The “War on Terror,” which former President George W. Bush officially launched in late-September 2001, and which President Obama officially rebranded as “The Series of Persistent Targeted Efforts to Dismantle Specific Networks of Violent Extremists That Threaten America” in May 2013, has, at this point (i.e. fifteen years into it), become our official consensus reality … or in other words, “just the way things are.” An entire generation has come of age during the “National State of Emergency With Respect to Certain Terrorist Attacks,” which President Obama recently extended. For most of this unfortunate generation (which some are calling “Generation Homeland”), the sight of soldiers in body armor, rifles held in the sling-ready position, patrolling the streets of their towns or cities, the absurd “security procedures” at the airport, the hysteria pumped out by the mainstream media, the sanctimonious memorialization of anything even remotely connected to the “Certain Terrorist Attacks” in question, and all the rest of it, is entirely normal, the way their world has always been.

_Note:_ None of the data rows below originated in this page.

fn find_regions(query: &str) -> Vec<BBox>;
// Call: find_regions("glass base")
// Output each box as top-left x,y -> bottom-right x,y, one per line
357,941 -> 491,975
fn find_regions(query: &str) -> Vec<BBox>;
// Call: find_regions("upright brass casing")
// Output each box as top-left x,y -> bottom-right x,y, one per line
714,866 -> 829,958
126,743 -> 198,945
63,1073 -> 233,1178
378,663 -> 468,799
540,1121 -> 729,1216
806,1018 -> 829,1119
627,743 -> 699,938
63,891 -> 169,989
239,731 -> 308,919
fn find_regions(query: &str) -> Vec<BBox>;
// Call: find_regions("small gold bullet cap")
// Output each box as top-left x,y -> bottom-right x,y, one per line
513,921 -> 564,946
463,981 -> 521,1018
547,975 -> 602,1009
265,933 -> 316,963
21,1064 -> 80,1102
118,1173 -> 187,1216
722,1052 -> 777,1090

Of course, this is also the first generation for whom the attacks in New York and Washington on September 11, 2001 are nothing but hazy childhood memories, or historical events they learned about in school, or on television, or the Internet. Odds are, what they learned about them was that “America” was attacked that day by a group of Islamic fundamentalist terrorists, for no apparent logical reason, other than that “they hate our freedom.” Chances are they also learned that the US invasions of Iraq and Afghanistan, the bombing and destabilizing of numerous other countries (i.e. Libya, Pakistan, Syria, Yemen, and any others I’ve forgotten to mention), the indefinite detentions, the assassinations, the torture, the illegal mass surveillance, the militarization of society generally, and all the other familiar features of the “state of emergency” that has been in effect for as long as anyone their age can remember … that all of this has something to do with “protecting Americans” or “America’s interests.”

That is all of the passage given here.